The suit explains that the plaintiffs are suing state officials responsible for upholding and enforcing the law and state sex-offender registry. These are Attorney General Jim Hood; Albert Santa Cruz, commissioner of the Department of Public Safety; Charlie Hill, director of the Mississippi Sex Offender Registry; Col. Chris Gillard, chief of the Mississippi Highway Patrol; and Larry Waggoner, director of the Mississippi Bureau of Investigation.
Attorney General Jim Hood said his office would defend the constitutionality of the state’s sex offender registry—but he stopped short of mentioning the anti-sodomy statute in question.
“Our office will defend the constitutionality of our sex offender registry.
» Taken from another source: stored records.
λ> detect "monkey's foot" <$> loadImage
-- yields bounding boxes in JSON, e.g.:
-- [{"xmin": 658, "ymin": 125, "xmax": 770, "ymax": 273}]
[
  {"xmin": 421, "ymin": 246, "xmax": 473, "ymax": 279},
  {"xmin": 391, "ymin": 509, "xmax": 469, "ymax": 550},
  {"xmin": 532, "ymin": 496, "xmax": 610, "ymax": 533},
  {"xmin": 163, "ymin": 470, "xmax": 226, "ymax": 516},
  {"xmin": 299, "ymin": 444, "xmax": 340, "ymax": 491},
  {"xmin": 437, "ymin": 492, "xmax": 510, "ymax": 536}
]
The individual plaintiff cases will be fact specific, requiring a lengthy analysis of each case. The registry is a vital safety tool for Mississippi families,” Hood said in a statement.
In addition to naming Jim Hood as a defendant, the case shares principal players with another recent Fourteenth Amendment challenge to state law: House Bill 1523. Rob McDuff is representing the plaintiffs in this case along with California attorney Matthew Strugar and the New York-based Center for Constitutional Rights; McDuff was the attorney on Barber v. Bryant, one of the two cases that ultimately overturned the law. U.S. District Court Judge Carlton Reeves, who made national headlines in June with his sweeping ruling knocking down House Bill 1523, has been assigned to preside in the new case.
Although the plaintiffs center their argument on the statute’s unconstitutionality, the sex-offender registry, on which each of the plaintiffs is listed, is a central point of contention in the suit. Plaintiffs claim that registering as a sex offender, a general requirement for anyone convicted of a sex crime in the state, has been an undue burden and dangerously stigmatized them, all to service a law they say should have been wiped off the books a decade ago.
Registered sex offenders in Mississippi must fulfill a number of requirements, including notifying members of their community of their sex-offender status. They also must register at a Department of Motor Vehicles office and then re-register there every 90 days. Their contact with children, regardless of the nature of the sexual crime is severely restricted. They cannot live within 3,000 feet of a school, childcare facility or recreational facility used by children. Attending a function at their child’s school requires advance approval from the Department of Public Safety.
The first plaintiff, Arthur Doe, was convicted in 1979 of a “crime against nature with mankind,” which is how the statute defines sodomy. The four female plaintiffs were each convicted of solicitation under a Louisiana statute that deemed prostitution a registerable sex offense. In 2013, Louisiana removed anyone convicted of prosecution from its sex-offender registry. Mississippi, however, still keeps these registrants on its own sex offender registry, despite the fact that prostitution was never a registerable offense in Mississippi.
The suit alleges that being on the registry has cause the plaintiffs harm. Some say they have been physically attacked. Others mention lost housing and jobs.